MEDELLIN, Colombia – Venezuelan journalist Sergio Contreras is convinced that in his homeland freedom is not a right but rather a whim of the Nicolas Maduro regime, something that he said he realized during the 60 days he spent under arrest for participating in a demonstration and which motivated him to go into exile.
Contreras, who is also a professor at the Andres Bello Catholic University, this week arrived in Medellin, Colombia, to participate in the mid-year meeting of the Inter-American Press Association, where in an interview with EFE he told about his arrest and the odyssey of his trip of more than 800 kilometers (500 miles) from Caracas to the Colombian city of Cucuta.
“A year ago, when I was in charge of the social networks for El Nuevo Pais newspaper, I was jailed by the Bolivarian National Police for participating in a public demonstration, like thousands of Venezuelans,” he recalled about his arrest on May 10, 2017, amid the anti-government street protests besetting Venezuela.
He was turned over to the Sebin national intelligence service, then to the Military Counterintelligence Directorate and convicted on a bogus charge of weapons possession in a military court “with all the procedural defects you can imagine.”

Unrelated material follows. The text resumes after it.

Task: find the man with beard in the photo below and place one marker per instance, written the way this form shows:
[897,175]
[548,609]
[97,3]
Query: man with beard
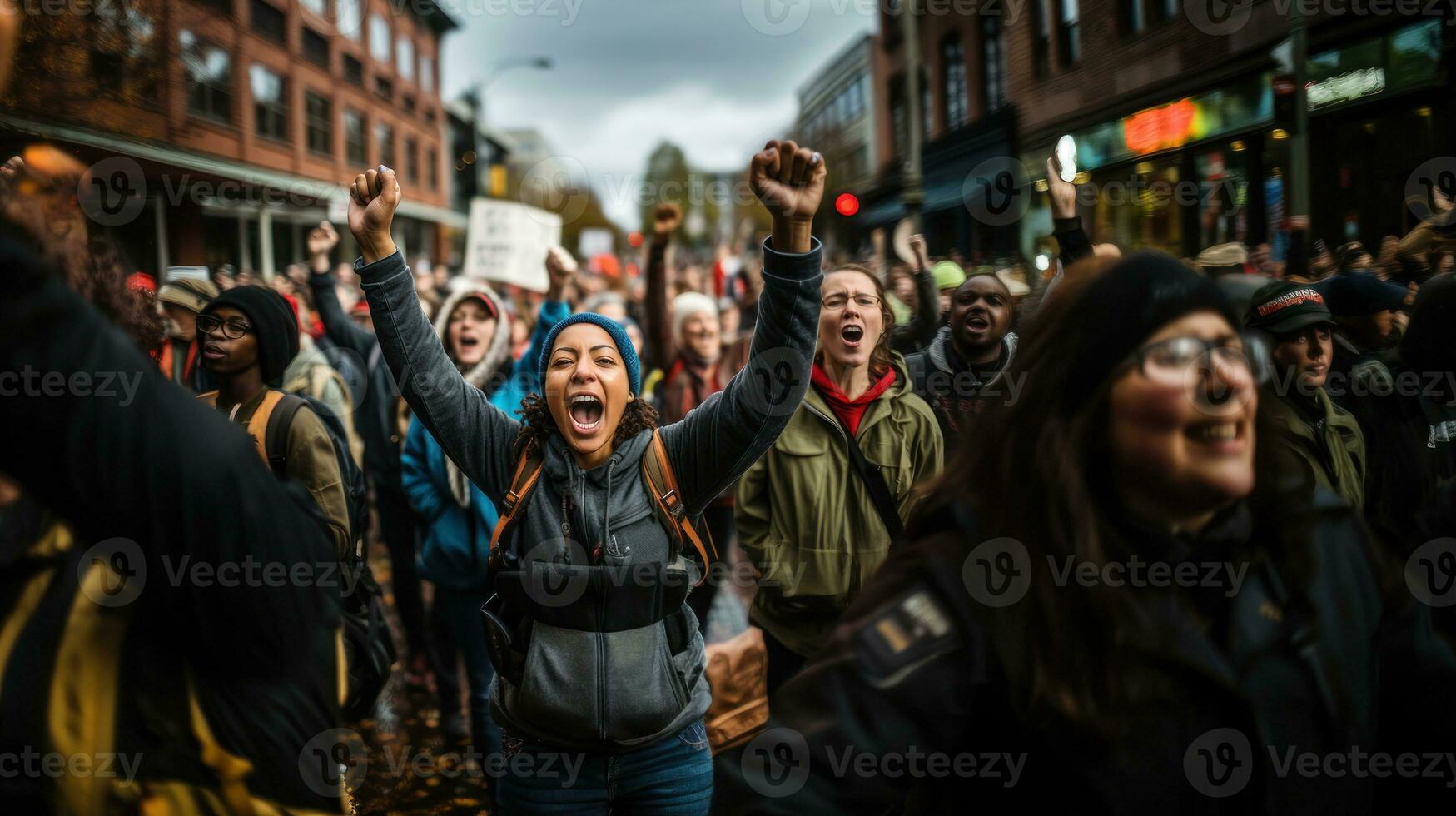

He was charged with betraying the homeland, military rebellion and stealing army weapons and spent 60 days in the Ramo Verde maximum security military prison but since prosecutors could not back up the charges he was released, in part due to the fact that the Caraota Digital media outlet had videotaped his arrest.
In Ramo Verde, Contreras got to know opposition leader Leopoldo Lopez because they were put together in the same 2x2-meter (6.5x6.5-foot) cell known as “The little tiger.”
He said that “Venezuela is sunk into a deep repression and an unscrupulous use of the public framework to repress and persecute any democratic idea,” adding that “freedom is a whim of the regime ... nobody has their freedom guaranteed, the political leaders don’t have it, nor the journalists, nor any of the citizens.”
Contreras decided to send his pregnant wife and his 9-year-old son to Spain and leave the country himself to request asylum.
He traveled across half of Venezuela by car to the border city of Cucuta, from where he was taken to Medellin to attend the IPA meeting, and from where he intends to fly to Spain.